Similarly, private economists adhere to historical models, which attempt to “prove” that recessions are the result of negative yield curves, as seen in Chart 1. Over the past 25 years, the three U.S. recessions in 1991, 2000, and 2007-2009 coincided nicely with a flat yield curve between three-month Treasury Bills and 10-year Treasuries. Since the current spread of 80 basis points is far from the “triggering” spread of 0, economists and some Fed officials as well, believe a recession can be nowhere in sight.

When the Yield Curve Rolls Over

Perhaps. But the reliance on historical models in an era of extraordinary monetary policy should suggest caution. Logically, (a concept seemingly foreign to central bank staffs) in a domestic and global economy that is increasingly higher and higher levered, the cost of short term finance should not have to rise to the level of a 10-year Treasury note to produce recession. Most destructive leverage – as witnessed with the pre-Lehman subprime mortgages – occurs at the short end of the yield curve as the cost of monthly interest payments increase significantly to debt holders. While governments and the U.S. Treasury can afford the additional expense, levered corporations and individuals in many cases cannot. Such was the case during each of the three recessions shown in Chart 1. But since the Great Recession, more highly levered corporations, and in many cases, indebted individuals with floating rate student loans now exceeding $1 trillion, cannot cover the increased expense, resulting in reduced investment, consumption and ultimate default.
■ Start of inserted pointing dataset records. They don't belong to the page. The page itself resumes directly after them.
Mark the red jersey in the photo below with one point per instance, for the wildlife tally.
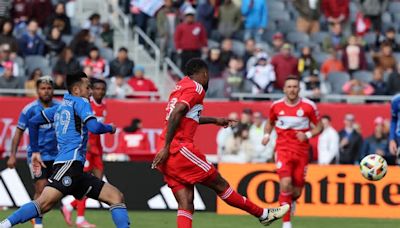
(99, 111)
(290, 119)
(191, 93)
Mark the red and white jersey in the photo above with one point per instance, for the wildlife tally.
(290, 119)
(100, 112)
(191, 93)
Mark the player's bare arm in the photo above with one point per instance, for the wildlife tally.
(174, 120)
(269, 126)
(223, 122)
(14, 147)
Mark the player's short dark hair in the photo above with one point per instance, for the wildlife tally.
(73, 79)
(194, 66)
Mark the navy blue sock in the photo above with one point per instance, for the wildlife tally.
(24, 213)
(120, 215)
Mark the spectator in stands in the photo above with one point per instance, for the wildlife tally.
(277, 42)
(31, 43)
(190, 38)
(306, 63)
(215, 65)
(54, 43)
(357, 87)
(82, 43)
(255, 15)
(328, 143)
(6, 36)
(285, 64)
(8, 81)
(41, 10)
(261, 153)
(394, 81)
(336, 40)
(93, 25)
(353, 56)
(100, 67)
(118, 88)
(66, 63)
(379, 85)
(60, 20)
(373, 10)
(350, 142)
(337, 12)
(167, 20)
(121, 65)
(309, 14)
(141, 84)
(226, 51)
(262, 75)
(390, 38)
(385, 58)
(206, 14)
(107, 35)
(30, 84)
(331, 64)
(312, 88)
(229, 19)
(234, 76)
(133, 140)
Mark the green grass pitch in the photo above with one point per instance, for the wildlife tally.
(209, 220)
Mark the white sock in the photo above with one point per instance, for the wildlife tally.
(286, 225)
(265, 214)
(80, 219)
(5, 224)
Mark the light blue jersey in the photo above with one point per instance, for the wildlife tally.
(395, 122)
(47, 136)
(69, 121)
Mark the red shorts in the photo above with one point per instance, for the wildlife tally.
(93, 161)
(290, 164)
(187, 167)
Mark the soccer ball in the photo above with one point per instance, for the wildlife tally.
(373, 167)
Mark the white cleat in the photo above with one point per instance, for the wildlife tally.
(275, 214)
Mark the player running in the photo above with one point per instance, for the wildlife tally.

Commonsensically, a more highly levered economy is more growth sensitive to using short term interest rates and a flat yield curve, which historically has coincided with the onset of a recession.
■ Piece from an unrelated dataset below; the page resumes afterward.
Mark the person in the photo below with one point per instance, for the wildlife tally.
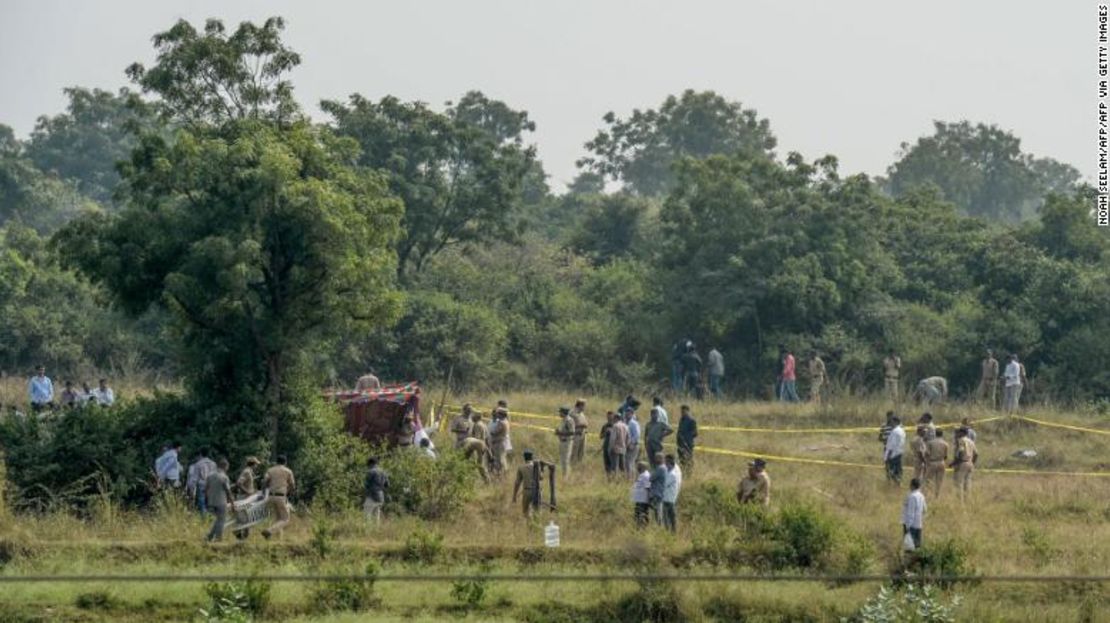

Commonsensically, a more highly levered economy is more growth sensitive to using short term interest rates and a flat yield curve, which historically has coincided with the onset of a recession.

Just as logically, there should be some “proportionality” to yield curve tightening. While today’s yield curve would require only an 85 basis increase in 3-month Treasuries to “flatten” the yield curve shown in Chart 1, an 85 basis point increase in today’s interest rate world would represent a near doubling of the cost of short term finance. The same increase prior to the 1991, 2000 and 2007-2009 recessions would have produced only a 10-20% rise in short rates. The relative “proportionality” in today’s near zero interest rate environment therefore, argues for much less of an increase in short rates and ergo – a much steeper and therefore “less flat” curve to signal the beginning of a possible economic reversal.

How flat? I don’t know – but at least my analysis shows me that the current curve has flattened by nearly 300 basis points since the peak of Fed easing in 2011/2012. Today’s highly levered domestic and global economies which have “feasted” on the easy monetary policies of recent years can likely not stand anywhere close to the flat yield curves witnessed in prior decades. Central bankers and indeed investors should view additional tightening and “normalizing” of short term rates with caution.

**The introduction to this month’s Outlook was modified from an Investment Outlook originally constructed more than a decade ago.